The F-word
I am not prone to swearing. Perhaps it was my Protestant upbringing, the inner commandment that “Thou shalt be a good example to others,” or the visual of the little old ladies in my church shaking their coifed hair and furrowing their bushy brows in my direction with a look of utter horror on their faces that has kept me away from profanity. However, with a last name like “Dam,” it was kind of hard not to “swear” (sort of) on a daily basis.
Shortly after I got married and changed my last name from Dam to Van Huizen, I got a job in a Christian high school, where my maiden name was unknown to most of my colleagues. At one particular staff meeting, my colleagues and I were trying to set a date for the annual staff Christmas party. People were suggesting a bunch of different dates, and at one point I said, “Oh, I can’t go that day, I’ve got my Dam Christmas.”
Dam, as in beaver dam. As in my maiden name.
One of the staff members literally gasped out loud when I made that comment. He gasped. Like I had committed an unpardonable sin.
It took me a moment to realize what had transpired before I started to fumble and mumble, saying, “Oh, ‘Dam’ is my maiden name . . . I meant my Dam family Christmas, as in the Dam side of my family, not the swear word. . . .” Fumble-mumble. Fumble-mumble.
Oh, how I miss that last name.
My point is that that I don’t swear too often. And I especially have a dislike for the F-word. You know which one I’m talking about.
Fear.
Okay, so I admit it’s not a swear word, but it should be. It really should. Because fear is harsher than any other swear words I know. It’s slippery and conniving, paralyzing, and it knows how to hit its target.
Appeal to anxiety
I know fear. I know it well. It’s always on the tip of my tongue, on the tip of my heart, often driving me in directions I don’t want to go, saying things I don’t want to say, making decisions that cause me to live my life small, targeting me at my core.
I come by fear honestly. Being the cautious, OCD-ish type, I have often been both boggled and jealous of those who live life jumping into the waters with no life jacket on. I find them brave, free, and, yes, sometimes . . . stupid. It’s like they just run off a cliff, worrying about the consequences later (which is where the stupid part comes in).
But at least they jumped. They experienced. They (hopefully) learned from their mistakes. They don’t live, in the words of my wise friend, in “supplication to fear.”
What a great word to use.
Supplication. It’s a religious word; it connotes the idea that one is laid down prostrate before it, begging for it to let go, to loosen its grasp.
I can honestly say I have spent a lot of my life in supplication to fear. And that is hard for me to admit. Because I grieve over the waste of “living.” Even as I write these words, I can feel the grip of fear on my life, the little devil on my shoulder with furrowed brows, whispering words that cause me to avoid or become numb.

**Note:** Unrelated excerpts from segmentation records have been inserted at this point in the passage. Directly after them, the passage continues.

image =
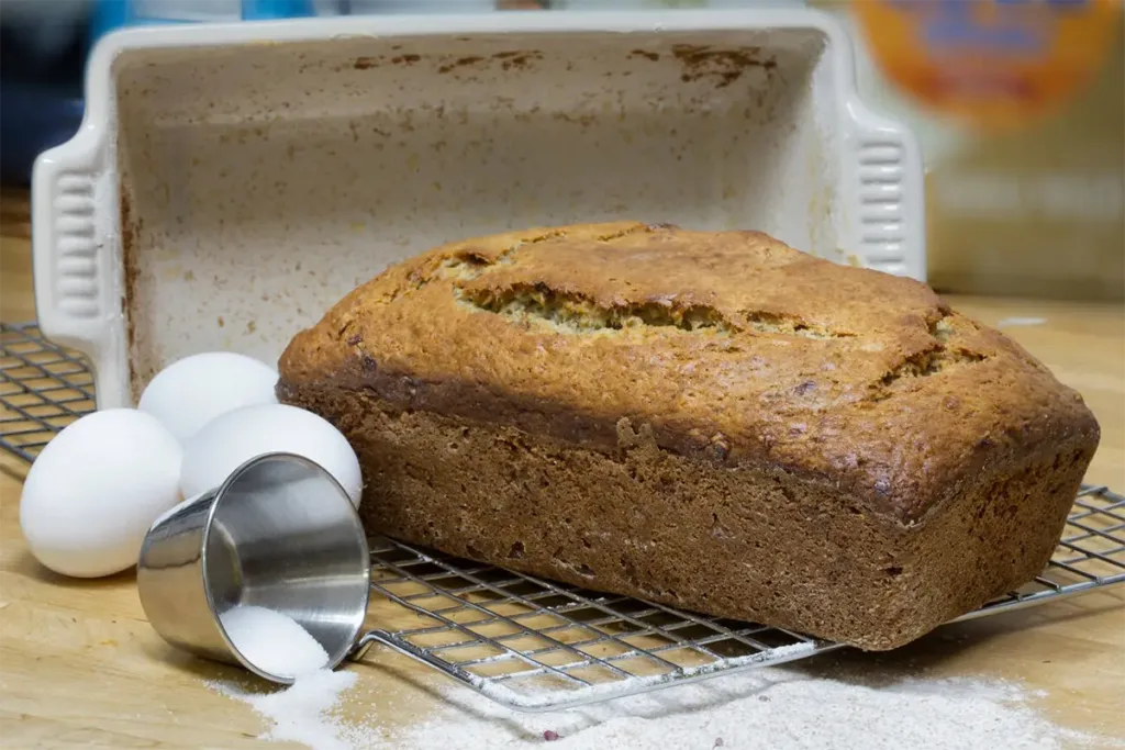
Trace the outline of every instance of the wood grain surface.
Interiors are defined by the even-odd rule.
[[[10,322],[34,317],[26,213],[25,195],[0,195],[0,318]],[[1125,488],[1125,305],[951,302],[987,324],[1046,319],[1009,333],[1098,415],[1102,442],[1089,480]],[[0,454],[0,747],[271,747],[254,739],[264,728],[249,707],[205,686],[253,683],[164,644],[144,620],[132,572],[65,580],[36,563],[18,525],[25,473]],[[377,604],[369,622],[410,616]],[[359,680],[343,711],[361,725],[425,716],[443,684],[379,649],[350,669]],[[829,656],[801,669],[868,683],[912,675],[1018,680],[1046,693],[1037,705],[1059,723],[1125,739],[1125,590],[951,625],[893,653]]]

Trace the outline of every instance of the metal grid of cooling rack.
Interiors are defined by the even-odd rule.
[[[34,323],[0,323],[0,448],[32,461],[55,433],[93,410],[93,377],[76,352]]]
[[[0,324],[0,448],[27,461],[93,409],[82,356]],[[1125,584],[1125,497],[1083,486],[1046,570],[958,621]],[[371,587],[415,613],[368,633],[521,711],[569,708],[843,648],[799,633],[597,594],[378,539]]]
[[[381,642],[522,711],[570,708],[840,647],[374,540],[371,586],[421,617]],[[1125,584],[1125,497],[1083,486],[1034,581],[958,621]]]

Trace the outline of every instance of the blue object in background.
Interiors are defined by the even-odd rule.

Tomorrow, a new year begins. And, admittedly, I’m afraid to make any new year’s resolutions. My track record isn’t so great. My will power isn’t very strong. Fear takes up a wide space in my heart, and I have bowed to its presence a lot.
And I probably will again.
But perhaps this is the year to begin telling fear to F-off (and by that I mean, “Fall off the face of the earth”). In the words of my wise friend: “I like the idea of being open and free enough . . . to eat up all your fears . . . and to just embrace the journey. In my own way, I like to eat fear up, and taste it in all its bitterness and frenzy and then, when it has settled in me, just keep walking.”